The rule to becoming a professional player is, invariably, being part of an academy from as young an age as 7. The glaring exception in this country that proves the rule is Ian Wright; though failing to impress in trials at Southend and Brighton it was Crystal Palace scout, Pete Prentice, who happened to see Wright playing in a local Sunday League match and invited him for a trial at Selhurst Park. 239 league goals later and I think it’s fair to say Wright knew how to play his position.

My argument isn’t that any Sunday league footballer can make the grade at Arsenal; it’s more that, in our current system, the chasm between amateur and professional football is positively gargantuan. There are definitely hundreds of very talented players who, after being released in their teens, have only local amateur clubs to join because they are the latest victims of the pro football scrapheap, without any hand to guide them. This is the biggest malpractice in our game; Dutch professional teams are obligated to find released players suitable amateur clubs by an agreement with the KNVB (in Holland the amateur game is highly coordinated, regulated and reviewed – when an amateur club can boast over 70 teams with qualified coaches from the under 6s all the way through to the first team, like OJC Rosmalen, we can see how the gap between professional and non-professional football has become much finer).

This only goes so far in explaining singularities like Ian Wright. A further mystery is the likes of Di Natale, Luca Toni and Arshavin who all arrived on the international scene relatively late and completely unannounced. Luca Toni, now 33, was a journeyman of Serie B and Serie C1 before signing for Palermo (then an ambitious Serie B outfit) in 2003. 30 goals in his debut season brought promotion and 21 goals the following year, his first in Serie A, brought acclaim. For Fiorentina he scored 33 goals and for Bayern Munich an incredible 39 goals in his debut seasons for the respective clubs. Luca Toni went from obscurity to being one of the most prolific goal scorers in Europe for five years (and this all happened after the age of 25 in the topflight). Di Natale just had his most successful year ever by netting 29 goals for Udinese and finishing as top scorer in Serie A and he is 32 years old. Arshavin, now 29, is another player who was brought to the global media’s attention in 2008 by Zenit’s UEFA Cup triumph and Russia’s European Championship semi final run.

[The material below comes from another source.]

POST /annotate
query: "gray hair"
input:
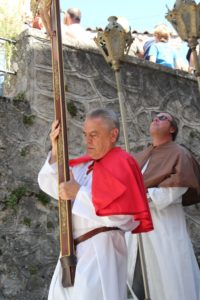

These players prove that talent does not run on a time-line. Diego Forlan was laughed at by many English fans yet he’s still in South Africa and could very feasibly be playing in a World Cup semi final – twice European Golden Boot winner with two different clubs in Spain is no fluke either. There are multiple reasons for his failure to impress in England and his subsequent success in Spain (the players around him, the coaches, his role in the team, the playing environment, maturity etc the list could go on) and he was lucky enough – and determined enough – to strike a balance at the right time.

This is why when fans and pundits dismiss 21, 22, 23 and even 24 year olds as ‘not having what it takes’ I am left wondering why, as a people, we look to castigate before we look to encourage. Unlike the question of late bloomers, this is a simpler answer: it is always easier to destroy something than it is to create. The same can be said for talent.